How does one explain Bangladesh's implosion against the West Indies on Friday? Was it Sunil Narine's magic? Did the decision to experiment at the top with two relatively new players in the side -- Imrul Kayes and Shamsur Rahman -- end in disarray? Or -- the more popular opinion among the public -- is this the result of Shakib Al Hasan's absence from the side?
Sporting pundits can go on and on with their analyses and statistics but the fact remains that pointing out a specific reason behind Bangladesh's 177-run defeat -- their largest against the Caribbean outfit -- would be extremely difficult.
That was perhaps the reason why Bangladesh's new head coach, Chandika Hathurusingha, could barely say anything to the players during the post-match meeting. Some say he was stunned, while others reckon that he did not want to further deteriorate the situation. Whatever the reason, one thing is for sure, after Friday's defeat Hathurusingha will consistently be under the scanner -- after all that is the way the Bangladesh Cricket Board works.
Yes, Bangladesh's batsmen seemed absolutely reckless on Friday, but there is a lot more than Imrul Kayes's unnecessary hook or Mahmudullah Riyad's careless prod to Narine that contributed to this thumping defeat.
It is the overall lack of belief in the team, the belief that they can actually win matches that has probably done the worst damage.

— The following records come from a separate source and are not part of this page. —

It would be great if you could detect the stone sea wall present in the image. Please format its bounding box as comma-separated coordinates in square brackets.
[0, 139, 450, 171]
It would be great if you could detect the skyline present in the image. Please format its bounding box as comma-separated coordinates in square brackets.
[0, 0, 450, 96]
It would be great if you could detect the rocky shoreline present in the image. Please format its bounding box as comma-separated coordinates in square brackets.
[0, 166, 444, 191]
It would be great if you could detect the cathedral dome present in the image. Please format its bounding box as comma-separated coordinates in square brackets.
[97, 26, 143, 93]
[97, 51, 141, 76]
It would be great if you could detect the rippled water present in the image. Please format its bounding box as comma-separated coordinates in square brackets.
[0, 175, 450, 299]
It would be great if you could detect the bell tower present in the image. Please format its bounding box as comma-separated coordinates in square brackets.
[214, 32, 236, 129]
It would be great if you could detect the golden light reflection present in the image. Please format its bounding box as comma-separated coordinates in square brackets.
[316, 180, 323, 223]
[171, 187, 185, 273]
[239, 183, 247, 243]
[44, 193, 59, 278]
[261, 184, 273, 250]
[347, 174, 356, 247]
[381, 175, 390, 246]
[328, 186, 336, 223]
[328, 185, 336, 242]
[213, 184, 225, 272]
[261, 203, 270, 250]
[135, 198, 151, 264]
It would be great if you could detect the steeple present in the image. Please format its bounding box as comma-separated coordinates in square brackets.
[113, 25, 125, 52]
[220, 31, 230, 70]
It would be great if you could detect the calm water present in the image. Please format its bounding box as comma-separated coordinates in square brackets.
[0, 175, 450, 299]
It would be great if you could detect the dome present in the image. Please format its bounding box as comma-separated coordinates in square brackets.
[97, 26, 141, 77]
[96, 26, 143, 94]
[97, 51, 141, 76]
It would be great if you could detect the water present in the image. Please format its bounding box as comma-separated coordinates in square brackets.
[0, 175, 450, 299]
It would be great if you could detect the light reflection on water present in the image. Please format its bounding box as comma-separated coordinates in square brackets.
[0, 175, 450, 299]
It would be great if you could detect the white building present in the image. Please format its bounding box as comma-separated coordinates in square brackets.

The seeds of this problem were sown back in February when Mushfiqur Rahim and co lost to Sri Lanka by 13 runs after reducing them to 67 for eight. The effect of that defeat lasted for the entire Asia Cup, a competition where the Tigers went down to Afghanistan and also threw away a match against Pakistan after posting 326, their highest ever ODI total.
Later in June, their 47-run defeat to an under-strength India, where the hosts were bundled out for just 58 in chase of India's 105, only heaped on the pressure and took confidence to an all-time low.
Including the first ODI against the West Indies on Wednesday -- where the Tigers had the hosts at 34 for five but failed to finish it off -- Bangladesh could have, or rather should have, won at least five of the 12 ODIs they played this year.
What it shows is that they are gradually losing that will to fight it out on the field and win a game, no matter what position they are in.
In vulnerable situations like these, where the team management cannot exactly point out what their problem is, their decision-making is affected. And in the case of Bangladesh, the results of that are already showing.
Take for instance, the decision to leave Mominul Haque out of the first two ODIs. The left-hander has been nothing less than a revelation for the Tigers in the last two years. He has been Bangladesh's third-highest ODI scorer -- after Anamul Haque and Mushfiqur Rahim -- this year and most importantly, scored almost all his runs at the crucial number three position, something that a majority of Bangladesh's batsmen have failed to do.
In Test cricket, he has been Bangladesh's highest run-scorer in the last two years. He has scored 755 runs at an average of 75.50 in the last two years.
The only reason behind his exclusion: his apparent weakness against the short ball. If that is in fact the sole basis of building a team, then his replacements in the side -- either Imrul or Shamsur Shamsur-- have not been doing a great job.
In situations like these, the captain, expectedly so, is the first to be brought under scrutiny. And unfortunately for Mushfiqur, despite his resolute batting, time might just be running out for him.